A review of the studies on TKI discontinuation studies [3,4,5,6,7] reveals that there are differences in the patient selection criteria, monitoring, management after TFR failure, etc. While most studies of TFR report long-term MRFS of 40–60%, one retrospective study [10] reported a MRFS of 79%; in this study from M D Anderson Cancer Centre, the median duration of TKI use prior to discontinuation was approximately 10 years and 99% of patients were in MR4.5 at the time of TKI discontinuation. Several studies have identified the impact of patient and disease related factors on the long-term TFR outcomes. As summarized in a recent review article [11], some of the factors identified in multi-variate analysis in one or more studies include age, 1st line therapy, treatment duration before TFR, duration of MR4 or MR4.5 before discontinuation, Sokal score, and quantitative PCR value by droplet digital PCR before discontinuation. These findings point out that patient selection criteria for TFR have an impact on the long-term success. This may be especially important in low- and middle-income countries (LMICs) where logistic challenges for intense monitoring abound. In our TFR program, using rigorous enrollment criteria, we were able to have a TFR success of ~80% at 1 year. However, we did not find any impact of duration of TKI therapy, and duration of MMR, likely because of the stringent selection criteria followed in our study.

The timing of molecular relapse also has been consistently similar across most studies with 70–95% of molecular relapse occurring within the first 6 months, and virtually all within the first 1 year.
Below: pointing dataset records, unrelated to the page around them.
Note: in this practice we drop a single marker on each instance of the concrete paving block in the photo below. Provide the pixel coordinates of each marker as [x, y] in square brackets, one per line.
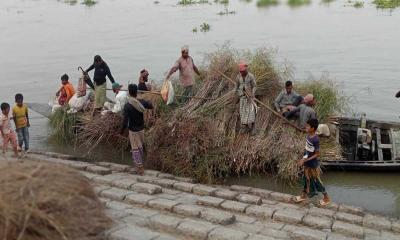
[234, 206]
[166, 237]
[99, 188]
[166, 176]
[115, 214]
[141, 212]
[288, 216]
[88, 175]
[98, 170]
[164, 222]
[162, 204]
[347, 217]
[184, 186]
[167, 183]
[347, 229]
[146, 188]
[351, 209]
[210, 201]
[106, 179]
[274, 233]
[281, 197]
[188, 210]
[271, 224]
[153, 173]
[119, 167]
[136, 220]
[261, 192]
[115, 194]
[124, 183]
[167, 196]
[222, 233]
[253, 228]
[204, 190]
[241, 189]
[390, 235]
[217, 216]
[243, 218]
[116, 205]
[146, 179]
[259, 237]
[304, 233]
[260, 211]
[377, 222]
[315, 211]
[183, 179]
[226, 194]
[139, 198]
[133, 232]
[195, 229]
[251, 199]
[337, 236]
[396, 226]
[318, 222]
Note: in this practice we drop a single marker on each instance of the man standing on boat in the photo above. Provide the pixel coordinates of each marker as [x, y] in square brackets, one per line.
[187, 68]
[246, 89]
[101, 70]
[288, 99]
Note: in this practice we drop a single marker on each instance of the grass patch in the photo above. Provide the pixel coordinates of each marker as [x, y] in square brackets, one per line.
[267, 3]
[328, 94]
[191, 2]
[298, 3]
[358, 4]
[205, 27]
[222, 1]
[226, 12]
[62, 126]
[387, 4]
[89, 3]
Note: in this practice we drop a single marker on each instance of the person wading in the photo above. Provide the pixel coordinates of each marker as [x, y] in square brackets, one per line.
[133, 120]
[187, 68]
[101, 70]
[143, 79]
[246, 89]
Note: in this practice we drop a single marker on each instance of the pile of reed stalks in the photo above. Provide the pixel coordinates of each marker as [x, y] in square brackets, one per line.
[43, 201]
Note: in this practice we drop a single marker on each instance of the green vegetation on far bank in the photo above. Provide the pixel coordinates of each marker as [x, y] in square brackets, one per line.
[387, 4]
[267, 3]
[298, 3]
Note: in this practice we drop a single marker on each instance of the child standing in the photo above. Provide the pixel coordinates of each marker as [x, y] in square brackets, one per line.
[310, 163]
[6, 132]
[21, 120]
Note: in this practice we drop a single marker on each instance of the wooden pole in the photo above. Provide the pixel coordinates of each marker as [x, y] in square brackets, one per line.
[265, 105]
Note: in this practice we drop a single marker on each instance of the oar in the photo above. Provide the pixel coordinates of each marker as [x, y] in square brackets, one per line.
[158, 93]
[265, 105]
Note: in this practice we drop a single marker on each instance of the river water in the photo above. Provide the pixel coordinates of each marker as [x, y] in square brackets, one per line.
[42, 39]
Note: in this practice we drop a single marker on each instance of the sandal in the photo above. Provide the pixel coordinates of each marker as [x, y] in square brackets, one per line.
[299, 199]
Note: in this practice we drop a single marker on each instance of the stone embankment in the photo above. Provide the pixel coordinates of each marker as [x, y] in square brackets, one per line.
[159, 206]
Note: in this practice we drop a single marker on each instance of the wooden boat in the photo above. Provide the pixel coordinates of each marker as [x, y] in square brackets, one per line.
[380, 153]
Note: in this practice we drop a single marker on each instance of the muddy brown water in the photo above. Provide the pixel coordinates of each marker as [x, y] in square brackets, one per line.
[42, 39]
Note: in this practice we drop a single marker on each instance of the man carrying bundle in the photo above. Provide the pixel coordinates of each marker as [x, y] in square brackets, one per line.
[101, 70]
[133, 120]
[186, 68]
[288, 99]
[246, 89]
[143, 79]
[305, 111]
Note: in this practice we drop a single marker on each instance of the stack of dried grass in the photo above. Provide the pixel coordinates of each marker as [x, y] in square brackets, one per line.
[201, 140]
[47, 201]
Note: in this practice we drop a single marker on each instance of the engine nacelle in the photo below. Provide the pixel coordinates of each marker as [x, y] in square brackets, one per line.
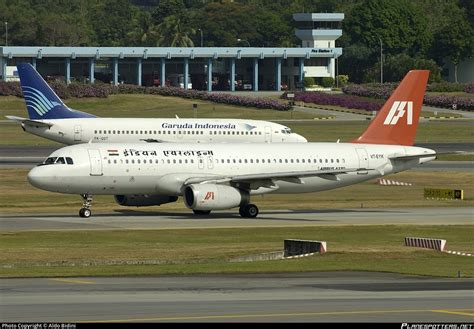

The findings in our cohort are also similar with >90% of all failures occurring within the first 6 months. Although late relapses have been reported [12], we did not have any late relapse in our cohort of patients.

The issue of compliance has not been adequately described in many of the pivotal or prospective studies of TFR [3, 6]. Even in some of the “real-world” studies, the issue of compliance has not been adequately addressed [13, 14]. Therefore, we had to use an arbitrary criterion for defining compliance. Using our definition, we identified that about a fifth of the patients were not adequately compliant to monitoring. This is likely to be one of the key logistic challenges faced in LMICs.

Our study has certain limitations. We do not have information about Sokal/other prognostic scores. We did not capture information on withdrawal syndrome and quality of life. We did not have a rigorous post-failure monitoring plan; this was left to the discretion of treating clinicians. Finally, late events may not have been adequately be captured.

Our TFR program demonstrates excellent outcomes (80% MRFS) using rigorous selection criteria, but with a less stringent monitoring plan. More than 90% failures occurred in the first 6 months of TFR with very few failures (<2%) happening in those who continued to remain in MMR at 6 months. Even though the monitoring schedule was less stringent, only about 80% were compliant to the monitoring, highlighting the practical challenges in LMICs. None-the-less, the long-term outcomes of our TFR program suggest that stringent criteria for initiating TFR with less stringent monitoring policy may be the way forward not only in LMIC countries, but even in resource-intense settings.